Prática consolidada, conceito pouco conhecido: agricultura regenerativa no Brasil

Publicado em 29.04.26

Uma pesquisa inédita realizada por Agrosmart, 4Lab, CNH e Associação Brasileira do Agronegócio (ABAG) revela que, embora práticas associadas à agricultura regenerativa já façam parte da rotina no campo, o conceito ainda é pouco compreendido pelos produtores brasileiros.

O estudo ouviu produtores em 19 estados e 519 municípios e mostra que técnicas como plantio direto (78,9%), uso de plantas de cobertura (75,3%) e rotação de culturas (66,4%) estão amplamente disseminadas. Ainda assim, 52,1% dos entrevistados afirmam não saber o que é agricultura regenerativa, e apenas 3,8% dizem conhecer e aplicar o conceito de forma estruturada.

O levantamento também aponta entraves relevantes para o avanço do tema, como falta de conhecimento técnico (57,1%), ausência de mercado ou preço justo (41,9%) e retorno financeiro incerto (41,4%). Mesmo entre os produtores que já adotam essas práticas, 79,2% nunca receberam incentivos econômicos.

“Os produtores brasileiros já são, na prática, mais regenerativos do que imaginam. O desafio não é convencê-los a mudar, mas ajudá-los a comunicar essa sustentabilidade e conectar o que já fazem a um mercado que reconheça e remunere essas ações”, afirma Mariana Vasconcelos, CEO da Agrosmart.

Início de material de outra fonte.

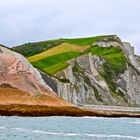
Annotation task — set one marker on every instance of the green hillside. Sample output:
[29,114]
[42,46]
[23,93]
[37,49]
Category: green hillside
[53,56]
[30,49]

Entre os benefícios percebidos, 70,8% relatam melhora na fertilidade do solo e 58,3% maior resiliência climática. No entanto, a dificuldade de mensurar resultados ainda limita o acesso a certificações, mercados e financiamento.

Apesar dos desafios, 69,2% dos produtores acreditam que a agricultura regenerativa deve crescer no Brasil nos próximos anos, com demanda principalmente por assistência técnica e instrumentos financeiros.

“A pesquisa mostra que o gargalo não é a resistência do produtor, mas a falta de sinal econômico. Quando perguntados, 62,6% dizem que adotariam práticas regenerativas se houvesse um mercado favorável”, destaca Thales Nicoleti, diretor da 4Lab.

A pesquisa “O Status da Agricultura Regenerativa no Brasil” foi realizada entre outubro de 2025 e janeiro de 2026. Como desdobramento, durante a Agrishow 2026, em Ribeirão Preto (SP), houve o lançamento de uma cartilha para apoiar a adoção dessas práticas no país.

“A consolidação da agricultura regenerativa passa por coordenação entre os diferentes elos, com avanço em métricas, financiamento e acesso a mercado, fortalecendo a biocompetitividade do agro brasileiro”, afirma Gislaine Balbinot, diretora executiva da ABAG.

Clique AQUI para conferir a pesquisa na íntegra e baixar a cartilha da agricultura regenerativa.

“Vejo a agricultura regenerativa não como um conceito teórico, mas como uma prática que muitos agricultores brasileiros já adotam em suas rotinas produtivas. Ao patrocinar esta pesquisa, buscamos valorizar e aprofundar o entendimento sobre práticas que promovem a saúde do solo, o uso eficiente de recursos naturais e a resiliência dos sistemas agrícolas frente às mudanças climáticas”, conclui Raquel Montagnoli, Head de Sustentabilidade da CNH para América Latina.